Click here to read reviewer Michael Leonard's take on False Mermaid.
Masterfully blending murder and myth, Hart’s stunning novel reaches from St. Paul, Minnesota, to Donegal, Ireland, embracing the ancient selkie myths of women who shed their seal skins to marry humans, only later to return once more to the sea. Forensic pathologist Nora Gavin lost her sister, Triona Hallett, to a violent murder in St. Paul five years ago. Nora has been in Ireland researching how peat bogs preserve bodies years after death, hoping to apply her knowledge to Triona’s case. After Triona’s death, her husband, Peter Hallett, left Minnesota for Seattle with their six-year-old daughter, Elizabeth. Now Peter and Elizabeth have returned for Hallett’s impending marriage. The newlyweds plan to honeymoon in Ireland, just as Peter did with Triona.
With only fragments of information - a brief phone call from her sister before the murder and a hastily whispered sentence (“Isn’t it shocking, what you’d do when you love someone?”), blood-stained clothes hidden in a secret place in Triona’s childhood bedroom, Triona’s movements the last day of her life - Nora has little new evidence to offer the one police detective who believes her story, a man with his own demons to fight. But Nora is determined and foolish, tracked by a stranger and caught in situations that put her in grave danger. Like Nora, the reader doesn’t doubt Peter’s guilt, but with scant supportive evidence, Nora is on shaky ground legally. Impulsively she stalks into danger with a vengeance, worried only for the safety of her niece and Peter’s future bride.

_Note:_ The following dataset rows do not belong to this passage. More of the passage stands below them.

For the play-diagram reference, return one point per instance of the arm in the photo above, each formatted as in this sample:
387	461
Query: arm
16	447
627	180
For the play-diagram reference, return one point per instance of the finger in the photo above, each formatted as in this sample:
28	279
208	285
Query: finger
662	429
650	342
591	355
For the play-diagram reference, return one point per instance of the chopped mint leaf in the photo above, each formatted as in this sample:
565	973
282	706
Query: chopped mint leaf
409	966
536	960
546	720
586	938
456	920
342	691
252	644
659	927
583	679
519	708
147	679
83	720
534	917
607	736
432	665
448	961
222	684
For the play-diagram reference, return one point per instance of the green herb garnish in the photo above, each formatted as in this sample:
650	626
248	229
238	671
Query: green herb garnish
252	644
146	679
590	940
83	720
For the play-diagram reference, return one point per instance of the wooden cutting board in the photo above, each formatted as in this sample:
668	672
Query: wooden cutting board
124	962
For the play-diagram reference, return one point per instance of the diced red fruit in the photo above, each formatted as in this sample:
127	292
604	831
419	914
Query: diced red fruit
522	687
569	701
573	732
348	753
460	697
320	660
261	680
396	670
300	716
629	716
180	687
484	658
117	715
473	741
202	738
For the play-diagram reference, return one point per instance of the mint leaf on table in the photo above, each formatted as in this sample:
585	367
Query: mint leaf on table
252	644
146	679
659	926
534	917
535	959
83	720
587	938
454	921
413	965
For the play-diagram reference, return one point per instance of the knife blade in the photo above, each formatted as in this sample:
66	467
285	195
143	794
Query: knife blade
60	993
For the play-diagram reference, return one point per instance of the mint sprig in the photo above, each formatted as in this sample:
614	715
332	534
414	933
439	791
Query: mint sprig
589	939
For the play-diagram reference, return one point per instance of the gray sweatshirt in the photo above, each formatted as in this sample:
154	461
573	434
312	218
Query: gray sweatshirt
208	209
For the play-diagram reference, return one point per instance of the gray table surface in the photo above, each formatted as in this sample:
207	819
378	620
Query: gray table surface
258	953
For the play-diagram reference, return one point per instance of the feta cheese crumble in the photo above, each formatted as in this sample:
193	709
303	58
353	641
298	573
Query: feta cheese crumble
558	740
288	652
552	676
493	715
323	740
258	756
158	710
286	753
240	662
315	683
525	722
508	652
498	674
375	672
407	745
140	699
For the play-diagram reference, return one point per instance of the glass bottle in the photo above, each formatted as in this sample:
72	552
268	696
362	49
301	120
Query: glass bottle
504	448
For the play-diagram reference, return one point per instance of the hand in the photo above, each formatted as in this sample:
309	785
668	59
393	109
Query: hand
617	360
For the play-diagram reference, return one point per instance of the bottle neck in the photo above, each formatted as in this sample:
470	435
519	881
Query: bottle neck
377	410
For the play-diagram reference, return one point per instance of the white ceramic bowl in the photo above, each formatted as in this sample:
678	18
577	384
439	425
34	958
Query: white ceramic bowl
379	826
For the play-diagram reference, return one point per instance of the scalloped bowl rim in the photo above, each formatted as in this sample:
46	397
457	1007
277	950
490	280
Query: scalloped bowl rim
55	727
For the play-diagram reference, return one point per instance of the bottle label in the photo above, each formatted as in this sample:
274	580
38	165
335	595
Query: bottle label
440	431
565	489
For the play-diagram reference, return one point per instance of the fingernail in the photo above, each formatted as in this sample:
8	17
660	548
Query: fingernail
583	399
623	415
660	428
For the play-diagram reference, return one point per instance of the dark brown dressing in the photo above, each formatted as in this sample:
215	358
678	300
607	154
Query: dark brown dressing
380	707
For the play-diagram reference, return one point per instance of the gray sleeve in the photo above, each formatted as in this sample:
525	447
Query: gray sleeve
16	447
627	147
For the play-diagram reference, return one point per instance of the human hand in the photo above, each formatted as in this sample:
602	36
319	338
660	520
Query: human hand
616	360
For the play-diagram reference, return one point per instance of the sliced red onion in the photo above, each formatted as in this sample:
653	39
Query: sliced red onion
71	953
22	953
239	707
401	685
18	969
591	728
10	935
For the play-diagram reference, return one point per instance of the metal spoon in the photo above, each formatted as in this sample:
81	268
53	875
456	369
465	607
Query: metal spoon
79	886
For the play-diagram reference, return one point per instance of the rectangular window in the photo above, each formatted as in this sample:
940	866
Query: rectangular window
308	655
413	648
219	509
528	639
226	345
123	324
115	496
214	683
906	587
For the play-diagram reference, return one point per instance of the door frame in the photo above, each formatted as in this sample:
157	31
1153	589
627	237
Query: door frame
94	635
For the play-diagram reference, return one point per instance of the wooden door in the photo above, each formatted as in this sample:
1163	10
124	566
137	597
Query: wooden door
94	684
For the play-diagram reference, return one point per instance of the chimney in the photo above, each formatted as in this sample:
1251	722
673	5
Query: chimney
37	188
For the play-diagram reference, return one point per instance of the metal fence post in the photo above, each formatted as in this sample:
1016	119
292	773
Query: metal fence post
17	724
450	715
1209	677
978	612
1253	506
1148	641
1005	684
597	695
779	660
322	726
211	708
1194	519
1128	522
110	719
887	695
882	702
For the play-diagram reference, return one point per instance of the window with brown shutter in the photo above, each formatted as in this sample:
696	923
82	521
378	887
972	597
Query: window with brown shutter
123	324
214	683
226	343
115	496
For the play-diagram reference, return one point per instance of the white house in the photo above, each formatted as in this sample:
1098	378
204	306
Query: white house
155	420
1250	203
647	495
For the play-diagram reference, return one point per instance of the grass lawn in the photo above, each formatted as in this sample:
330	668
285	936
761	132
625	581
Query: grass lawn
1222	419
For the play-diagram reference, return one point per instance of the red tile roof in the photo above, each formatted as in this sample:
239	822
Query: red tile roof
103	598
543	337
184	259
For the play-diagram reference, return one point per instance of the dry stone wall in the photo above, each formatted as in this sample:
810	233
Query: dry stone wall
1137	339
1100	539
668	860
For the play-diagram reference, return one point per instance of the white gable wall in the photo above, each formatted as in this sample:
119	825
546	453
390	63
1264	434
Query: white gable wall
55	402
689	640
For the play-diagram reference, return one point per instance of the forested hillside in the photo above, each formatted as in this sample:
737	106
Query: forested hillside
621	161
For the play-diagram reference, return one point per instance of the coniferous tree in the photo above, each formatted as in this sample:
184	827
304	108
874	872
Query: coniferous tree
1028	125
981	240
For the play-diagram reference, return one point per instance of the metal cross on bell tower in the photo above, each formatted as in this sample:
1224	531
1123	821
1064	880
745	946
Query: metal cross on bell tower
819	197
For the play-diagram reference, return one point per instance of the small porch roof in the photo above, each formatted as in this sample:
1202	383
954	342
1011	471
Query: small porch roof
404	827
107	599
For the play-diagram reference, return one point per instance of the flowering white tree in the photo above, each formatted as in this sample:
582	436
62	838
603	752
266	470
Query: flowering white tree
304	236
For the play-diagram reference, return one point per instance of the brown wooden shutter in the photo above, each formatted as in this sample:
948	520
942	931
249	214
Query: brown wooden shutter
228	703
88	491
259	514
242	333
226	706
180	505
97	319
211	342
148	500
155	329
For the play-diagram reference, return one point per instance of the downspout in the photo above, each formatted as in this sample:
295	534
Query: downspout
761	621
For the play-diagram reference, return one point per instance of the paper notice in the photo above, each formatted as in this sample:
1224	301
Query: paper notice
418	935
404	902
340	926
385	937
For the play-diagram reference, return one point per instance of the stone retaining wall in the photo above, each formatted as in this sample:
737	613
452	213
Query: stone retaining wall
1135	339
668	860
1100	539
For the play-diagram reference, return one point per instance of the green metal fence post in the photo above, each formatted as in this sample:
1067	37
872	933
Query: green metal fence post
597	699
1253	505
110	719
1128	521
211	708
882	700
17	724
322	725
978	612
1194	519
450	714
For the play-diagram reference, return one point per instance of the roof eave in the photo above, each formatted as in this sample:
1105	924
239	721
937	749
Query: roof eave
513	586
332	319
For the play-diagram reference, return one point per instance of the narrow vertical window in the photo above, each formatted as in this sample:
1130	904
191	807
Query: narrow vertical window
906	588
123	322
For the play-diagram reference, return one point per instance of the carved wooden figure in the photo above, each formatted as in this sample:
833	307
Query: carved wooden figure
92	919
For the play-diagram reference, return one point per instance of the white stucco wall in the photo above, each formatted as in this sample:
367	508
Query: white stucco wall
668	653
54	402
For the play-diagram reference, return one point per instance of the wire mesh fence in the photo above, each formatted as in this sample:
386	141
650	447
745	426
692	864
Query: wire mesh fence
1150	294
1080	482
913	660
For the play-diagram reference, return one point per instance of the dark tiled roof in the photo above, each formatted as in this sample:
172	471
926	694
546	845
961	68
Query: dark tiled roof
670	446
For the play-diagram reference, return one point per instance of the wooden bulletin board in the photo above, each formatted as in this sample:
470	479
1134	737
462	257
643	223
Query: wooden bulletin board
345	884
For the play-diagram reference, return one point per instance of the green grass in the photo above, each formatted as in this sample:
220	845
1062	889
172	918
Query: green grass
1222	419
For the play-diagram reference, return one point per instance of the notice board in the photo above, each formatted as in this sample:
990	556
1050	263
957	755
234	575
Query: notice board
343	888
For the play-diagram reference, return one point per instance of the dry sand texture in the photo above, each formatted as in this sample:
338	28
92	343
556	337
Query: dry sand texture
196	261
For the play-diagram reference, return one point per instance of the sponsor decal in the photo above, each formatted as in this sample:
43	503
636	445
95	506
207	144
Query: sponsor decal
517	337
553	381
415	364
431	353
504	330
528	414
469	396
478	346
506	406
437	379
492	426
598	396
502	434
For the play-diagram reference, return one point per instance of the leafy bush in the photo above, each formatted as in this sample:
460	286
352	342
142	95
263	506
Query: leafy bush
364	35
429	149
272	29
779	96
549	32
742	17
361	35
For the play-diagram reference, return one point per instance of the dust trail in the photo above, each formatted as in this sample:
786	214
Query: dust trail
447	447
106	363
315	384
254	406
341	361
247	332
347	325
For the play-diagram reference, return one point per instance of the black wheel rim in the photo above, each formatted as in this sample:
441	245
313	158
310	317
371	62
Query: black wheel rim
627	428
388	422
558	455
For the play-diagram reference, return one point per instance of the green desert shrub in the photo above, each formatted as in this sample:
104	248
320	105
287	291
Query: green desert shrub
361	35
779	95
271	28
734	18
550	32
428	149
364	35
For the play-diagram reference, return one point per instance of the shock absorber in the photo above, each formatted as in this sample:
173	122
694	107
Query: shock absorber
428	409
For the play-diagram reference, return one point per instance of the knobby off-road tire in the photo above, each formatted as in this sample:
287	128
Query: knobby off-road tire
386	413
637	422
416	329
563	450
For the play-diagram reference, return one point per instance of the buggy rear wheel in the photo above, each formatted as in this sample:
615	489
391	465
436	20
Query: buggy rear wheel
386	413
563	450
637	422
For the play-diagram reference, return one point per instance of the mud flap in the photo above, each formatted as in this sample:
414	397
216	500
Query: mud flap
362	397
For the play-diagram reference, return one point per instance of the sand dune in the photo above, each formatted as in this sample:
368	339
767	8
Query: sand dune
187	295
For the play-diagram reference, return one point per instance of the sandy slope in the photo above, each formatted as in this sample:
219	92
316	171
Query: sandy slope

The chapters on Ireland are prefaced by selkie myths and songs that have survived through generations, crimes unsolved, the music and magic of the island ringing with history. Nora returns to St. Paul to rescue Elizabeth, conscious of danger on every side and the real possibility that a young girl will not believe her father capable of the murder of the mother she barely remembers. Once begun, the plot moves quickly from suspicion to murderous intention, Peter Hallett untouchable, his eyes as cold and knowing as the grave.
The characters are richly drawn, from a homeless man wearing a blood-stained sweatshirt to a wanna-be policeman who walks his private beat at night and watches carefully as Nora traces Triona’s movements on her last day of life. Menace arrives swiftly and without warning, Nora reverting to pure instinct as Elizabeth teeters on the edge of the wild Irish coast. Death waits nearby, brutal and swift, in a novel filled with Irish music and myth and the black heart of a murderer.